Thereupon he saw the Lower Realm-not as a place-but as transparent pictures permutating at immense velocity. These pictures were the Forms outside of space being fed into the Lower Realm to become reality. He was one step away, now, from the Hermetic transform.

The final picture froze and time ceased for him. With his eyes shut he could still see the room around him; the flight had ended; he had eluded that which pursued him. That meant that his neural firing was perfect, and his pineal body registered the presence of light carried up its branch of the optic conduit.

He sat for a little while, although "little while" no longer signified anything. Then, by degrees, the transform took place. He saw outside him the pattern, the print, of his own brain; he was within a world made up of his brain, with living information carried here and there like little rivers of shining red that were alive. He could reach out, therefore, and touch his own thoughts in their original nature, before they became thoughts. The room was filled with their fire, and immense spaces stretched out, the volume of his own brain external to him.
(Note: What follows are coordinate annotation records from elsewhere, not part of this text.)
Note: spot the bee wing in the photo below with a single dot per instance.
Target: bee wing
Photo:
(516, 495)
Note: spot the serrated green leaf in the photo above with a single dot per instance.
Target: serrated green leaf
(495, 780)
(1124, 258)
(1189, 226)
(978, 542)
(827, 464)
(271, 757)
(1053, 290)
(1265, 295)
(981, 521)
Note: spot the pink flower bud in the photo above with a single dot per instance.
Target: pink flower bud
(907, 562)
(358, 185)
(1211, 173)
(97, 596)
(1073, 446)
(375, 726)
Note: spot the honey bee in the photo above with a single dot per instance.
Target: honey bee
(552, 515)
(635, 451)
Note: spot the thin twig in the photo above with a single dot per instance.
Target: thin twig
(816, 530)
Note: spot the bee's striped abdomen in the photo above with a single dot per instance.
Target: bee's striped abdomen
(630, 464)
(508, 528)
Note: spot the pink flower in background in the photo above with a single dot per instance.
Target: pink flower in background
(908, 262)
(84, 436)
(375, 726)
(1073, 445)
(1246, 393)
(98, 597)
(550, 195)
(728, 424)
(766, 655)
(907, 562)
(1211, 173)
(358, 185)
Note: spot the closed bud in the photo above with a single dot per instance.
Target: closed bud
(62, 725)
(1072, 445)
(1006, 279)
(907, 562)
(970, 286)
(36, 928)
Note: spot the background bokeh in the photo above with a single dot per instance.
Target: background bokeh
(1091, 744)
Meanwhile he introjected the outer world so that he contained it within him. He now had the universe inside him and his own brain outside everywhere. His brain extended into the vast spaces. far larger than the universe had been. Therefore he knew the extent of all things that were himself, and, because he had incorporated the world, he knew it and controlled it.

He soothed himself and relaxed, and then could see the outlines of the room, the coffee table, a chair, walls, pictures on the walls: the ghost of the external universe lingering outside him. Presently he picked up a book from the table and opened it. Inside the book he found, written there, his own thoughts, now in a printed form. The printed thoughts lay arranged along the time axis which had become spacial and the only axis along which motion was possible. He could see, as in a hologram, the different ages of his thoughts, the most recent ones being closest to the surface, the older ones lower and deeper in many successive layers.

He regarded the world outside him which now had become reduced to spare geometric shapes, squares mostly, and the Golden Rectangle as a doorway. Nothing moved except the scene beyond the doorway, where his mother rushed happily among tangled old rosebushes and a farmland she had known as a child; she was smiling and her eyes were bright with joy.

Now, Emmanuel thought, I will change the universe that I have taken inside me. He regarded the geometric shapes and allowed them to fill up a little with matter. Across from him the ratty blue couch that' Elias prized began to warp away from plumb; its lines changed. He had taken away the causality that guided it and it stopped being a ratty blue couch with Kaff stains on it and became instead a Hepplewhite cabinet, with fine bone china plates and cups and saucers behind its doors.